En matière de recrutement, reportons-nous au rapport du député Bernard, qui signale que, pour les militaires du rang, la situation est préoccupante : « Le besoin est certes satisfait mais la qualité baisse et la motivation des nouvelles recrues semble moins forte, le nombre important d’abandons au cours des premiers mois de vie militaire en témoignant […] ». Dites-nous quels sont les postes qui en sont d’ores et déjà affectés et quelles seront les conséquences sur les forces projetées.

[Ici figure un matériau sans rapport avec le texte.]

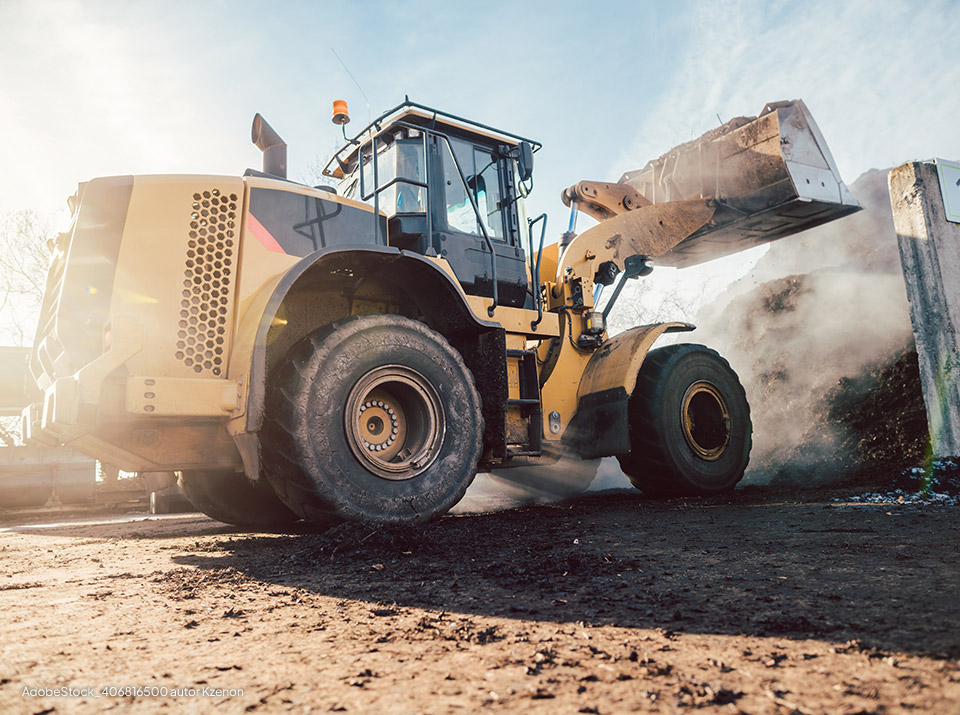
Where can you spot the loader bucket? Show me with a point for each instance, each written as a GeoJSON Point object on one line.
{"type": "Point", "coordinates": [772, 176]}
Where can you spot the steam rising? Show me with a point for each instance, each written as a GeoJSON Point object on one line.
{"type": "Point", "coordinates": [819, 310]}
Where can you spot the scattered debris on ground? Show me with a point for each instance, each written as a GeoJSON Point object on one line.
{"type": "Point", "coordinates": [766, 600]}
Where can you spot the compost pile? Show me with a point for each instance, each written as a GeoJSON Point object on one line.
{"type": "Point", "coordinates": [820, 334]}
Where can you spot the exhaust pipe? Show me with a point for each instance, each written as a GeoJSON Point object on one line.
{"type": "Point", "coordinates": [273, 147]}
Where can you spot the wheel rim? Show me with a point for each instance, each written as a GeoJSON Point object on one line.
{"type": "Point", "coordinates": [394, 422]}
{"type": "Point", "coordinates": [706, 421]}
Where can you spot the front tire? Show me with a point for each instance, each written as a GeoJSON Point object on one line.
{"type": "Point", "coordinates": [375, 418]}
{"type": "Point", "coordinates": [690, 430]}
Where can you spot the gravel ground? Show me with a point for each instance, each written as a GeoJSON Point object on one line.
{"type": "Point", "coordinates": [763, 601]}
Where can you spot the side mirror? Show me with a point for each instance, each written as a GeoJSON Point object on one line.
{"type": "Point", "coordinates": [525, 161]}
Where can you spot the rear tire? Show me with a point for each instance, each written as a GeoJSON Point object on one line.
{"type": "Point", "coordinates": [690, 430]}
{"type": "Point", "coordinates": [228, 496]}
{"type": "Point", "coordinates": [375, 418]}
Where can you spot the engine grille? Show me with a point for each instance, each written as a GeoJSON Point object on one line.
{"type": "Point", "coordinates": [207, 281]}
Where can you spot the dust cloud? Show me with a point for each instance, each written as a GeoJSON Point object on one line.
{"type": "Point", "coordinates": [819, 332]}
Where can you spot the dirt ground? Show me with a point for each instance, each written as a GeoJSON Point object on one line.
{"type": "Point", "coordinates": [763, 601]}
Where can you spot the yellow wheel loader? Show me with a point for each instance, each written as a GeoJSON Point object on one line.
{"type": "Point", "coordinates": [360, 352]}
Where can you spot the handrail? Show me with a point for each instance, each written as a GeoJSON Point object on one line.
{"type": "Point", "coordinates": [535, 268]}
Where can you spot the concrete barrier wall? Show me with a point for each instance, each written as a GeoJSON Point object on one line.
{"type": "Point", "coordinates": [930, 256]}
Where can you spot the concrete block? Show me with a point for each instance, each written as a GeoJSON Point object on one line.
{"type": "Point", "coordinates": [930, 256]}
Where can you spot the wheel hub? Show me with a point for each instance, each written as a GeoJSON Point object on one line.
{"type": "Point", "coordinates": [705, 420]}
{"type": "Point", "coordinates": [394, 422]}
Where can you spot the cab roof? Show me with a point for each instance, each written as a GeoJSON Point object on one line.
{"type": "Point", "coordinates": [420, 115]}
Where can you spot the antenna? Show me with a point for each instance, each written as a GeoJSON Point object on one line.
{"type": "Point", "coordinates": [364, 94]}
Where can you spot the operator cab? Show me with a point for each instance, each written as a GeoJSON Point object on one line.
{"type": "Point", "coordinates": [449, 187]}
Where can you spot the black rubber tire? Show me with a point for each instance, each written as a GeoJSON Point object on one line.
{"type": "Point", "coordinates": [308, 453]}
{"type": "Point", "coordinates": [664, 459]}
{"type": "Point", "coordinates": [228, 496]}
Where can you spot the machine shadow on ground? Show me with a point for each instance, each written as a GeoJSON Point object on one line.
{"type": "Point", "coordinates": [753, 564]}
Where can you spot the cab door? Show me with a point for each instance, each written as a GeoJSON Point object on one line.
{"type": "Point", "coordinates": [470, 170]}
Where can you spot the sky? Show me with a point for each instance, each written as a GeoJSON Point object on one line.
{"type": "Point", "coordinates": [100, 87]}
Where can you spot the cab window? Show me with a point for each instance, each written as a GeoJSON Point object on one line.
{"type": "Point", "coordinates": [480, 169]}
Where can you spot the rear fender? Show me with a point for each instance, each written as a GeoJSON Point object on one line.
{"type": "Point", "coordinates": [323, 288]}
{"type": "Point", "coordinates": [605, 388]}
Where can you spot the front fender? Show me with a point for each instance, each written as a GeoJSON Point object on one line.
{"type": "Point", "coordinates": [609, 379]}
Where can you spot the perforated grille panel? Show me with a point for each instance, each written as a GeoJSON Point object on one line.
{"type": "Point", "coordinates": [207, 275]}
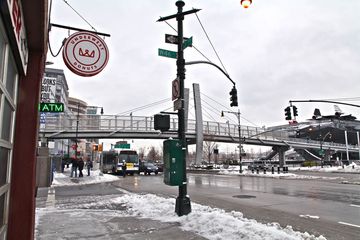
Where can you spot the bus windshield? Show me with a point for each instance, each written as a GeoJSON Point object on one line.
{"type": "Point", "coordinates": [129, 156]}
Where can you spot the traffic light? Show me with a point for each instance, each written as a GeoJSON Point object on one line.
{"type": "Point", "coordinates": [95, 147]}
{"type": "Point", "coordinates": [287, 113]}
{"type": "Point", "coordinates": [295, 111]}
{"type": "Point", "coordinates": [245, 3]}
{"type": "Point", "coordinates": [233, 98]}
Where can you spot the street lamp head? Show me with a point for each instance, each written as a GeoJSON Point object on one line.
{"type": "Point", "coordinates": [245, 3]}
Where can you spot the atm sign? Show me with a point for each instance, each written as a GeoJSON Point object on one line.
{"type": "Point", "coordinates": [51, 107]}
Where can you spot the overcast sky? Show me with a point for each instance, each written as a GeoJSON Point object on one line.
{"type": "Point", "coordinates": [275, 51]}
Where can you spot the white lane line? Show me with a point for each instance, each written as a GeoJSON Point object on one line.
{"type": "Point", "coordinates": [309, 216]}
{"type": "Point", "coordinates": [349, 224]}
{"type": "Point", "coordinates": [50, 200]}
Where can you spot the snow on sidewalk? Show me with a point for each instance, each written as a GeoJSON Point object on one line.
{"type": "Point", "coordinates": [64, 179]}
{"type": "Point", "coordinates": [211, 223]}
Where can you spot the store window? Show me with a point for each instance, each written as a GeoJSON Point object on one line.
{"type": "Point", "coordinates": [6, 121]}
{"type": "Point", "coordinates": [4, 157]}
{"type": "Point", "coordinates": [8, 98]}
{"type": "Point", "coordinates": [11, 78]}
{"type": "Point", "coordinates": [2, 52]}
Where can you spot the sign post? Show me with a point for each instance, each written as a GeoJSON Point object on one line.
{"type": "Point", "coordinates": [167, 53]}
{"type": "Point", "coordinates": [183, 205]}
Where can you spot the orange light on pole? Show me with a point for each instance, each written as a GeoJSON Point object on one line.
{"type": "Point", "coordinates": [245, 3]}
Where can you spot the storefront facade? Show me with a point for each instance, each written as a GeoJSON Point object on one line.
{"type": "Point", "coordinates": [23, 36]}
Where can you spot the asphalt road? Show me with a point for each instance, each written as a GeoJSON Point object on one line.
{"type": "Point", "coordinates": [318, 206]}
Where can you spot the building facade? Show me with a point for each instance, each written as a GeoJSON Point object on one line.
{"type": "Point", "coordinates": [54, 88]}
{"type": "Point", "coordinates": [23, 46]}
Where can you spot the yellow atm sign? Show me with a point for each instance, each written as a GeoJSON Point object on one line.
{"type": "Point", "coordinates": [51, 107]}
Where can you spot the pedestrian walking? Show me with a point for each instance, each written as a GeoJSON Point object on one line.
{"type": "Point", "coordinates": [74, 166]}
{"type": "Point", "coordinates": [63, 162]}
{"type": "Point", "coordinates": [81, 167]}
{"type": "Point", "coordinates": [123, 168]}
{"type": "Point", "coordinates": [89, 166]}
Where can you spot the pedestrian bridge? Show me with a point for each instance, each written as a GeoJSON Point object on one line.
{"type": "Point", "coordinates": [61, 126]}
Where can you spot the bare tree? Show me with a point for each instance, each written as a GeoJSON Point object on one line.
{"type": "Point", "coordinates": [209, 149]}
{"type": "Point", "coordinates": [142, 152]}
{"type": "Point", "coordinates": [153, 154]}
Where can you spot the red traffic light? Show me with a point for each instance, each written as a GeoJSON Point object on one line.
{"type": "Point", "coordinates": [245, 3]}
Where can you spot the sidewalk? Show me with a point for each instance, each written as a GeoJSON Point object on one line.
{"type": "Point", "coordinates": [70, 209]}
{"type": "Point", "coordinates": [79, 220]}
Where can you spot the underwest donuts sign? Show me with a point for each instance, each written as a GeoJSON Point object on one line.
{"type": "Point", "coordinates": [85, 54]}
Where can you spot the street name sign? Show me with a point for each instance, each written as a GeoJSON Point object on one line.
{"type": "Point", "coordinates": [123, 145]}
{"type": "Point", "coordinates": [173, 39]}
{"type": "Point", "coordinates": [51, 107]}
{"type": "Point", "coordinates": [177, 104]}
{"type": "Point", "coordinates": [175, 86]}
{"type": "Point", "coordinates": [187, 43]}
{"type": "Point", "coordinates": [167, 53]}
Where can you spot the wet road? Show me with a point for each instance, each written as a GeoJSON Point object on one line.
{"type": "Point", "coordinates": [319, 206]}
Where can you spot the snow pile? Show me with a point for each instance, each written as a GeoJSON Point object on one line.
{"type": "Point", "coordinates": [63, 179]}
{"type": "Point", "coordinates": [211, 223]}
{"type": "Point", "coordinates": [351, 168]}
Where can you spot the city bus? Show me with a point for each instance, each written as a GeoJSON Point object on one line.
{"type": "Point", "coordinates": [109, 160]}
{"type": "Point", "coordinates": [131, 159]}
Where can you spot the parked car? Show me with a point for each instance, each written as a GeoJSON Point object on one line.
{"type": "Point", "coordinates": [260, 166]}
{"type": "Point", "coordinates": [148, 168]}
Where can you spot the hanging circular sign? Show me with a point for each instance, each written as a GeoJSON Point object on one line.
{"type": "Point", "coordinates": [85, 54]}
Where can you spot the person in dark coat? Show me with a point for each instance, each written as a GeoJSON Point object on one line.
{"type": "Point", "coordinates": [81, 167]}
{"type": "Point", "coordinates": [63, 163]}
{"type": "Point", "coordinates": [89, 166]}
{"type": "Point", "coordinates": [74, 166]}
{"type": "Point", "coordinates": [123, 168]}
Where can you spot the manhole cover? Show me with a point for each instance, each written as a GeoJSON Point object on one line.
{"type": "Point", "coordinates": [244, 196]}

Quant aux bases de défense, il serait apparemment trop tôt pour disposer de « retour d’expérience » à leur sujet. Alors à partir de quel bilan est-il décidé de mettre en œuvre plus ou moins de bases de défense ? Tout cela est bien flou.
Je vous mets en garde contre une idée souvent répandue : certaines innovations commencent toujours par coûter plus cher avant de générer des économies, dit-on. II faudra prendre en compte les gains issus de la déflation des effectifs et les dépenses nouvelles liées aux mesures d’accompagnement. Dans l’immédiat, les suppressions d’effectifs ne dégagent pas de marge de manœuvre, sans parler de dépenses sous-évaluées ou non prévues qui ne manquent pas d’apparaître au fur et à mesure des restructurations.
Nous connaissons le précédent de la professionnalisation. Il était prévu que celle-ci entraînerait de fortes économies. Nous avons pu en mesurer le résultat ! La réforme que vous portez aurait-elle été aussi bien planifiée que le passage à l’armée professionnelle ? J’en tremble d’avance ! La « grande manœuvre des ressources humaines » est un enjeu de taille. Avec une armée au format réduit, plus ramassée, avec des moyens financiers aléatoires et avec une croissance régulière des opérations militaires dures à l’extérieur, on ne saurait improviser une telle manœuvre sans risquer de désorganiser nos forces durablement.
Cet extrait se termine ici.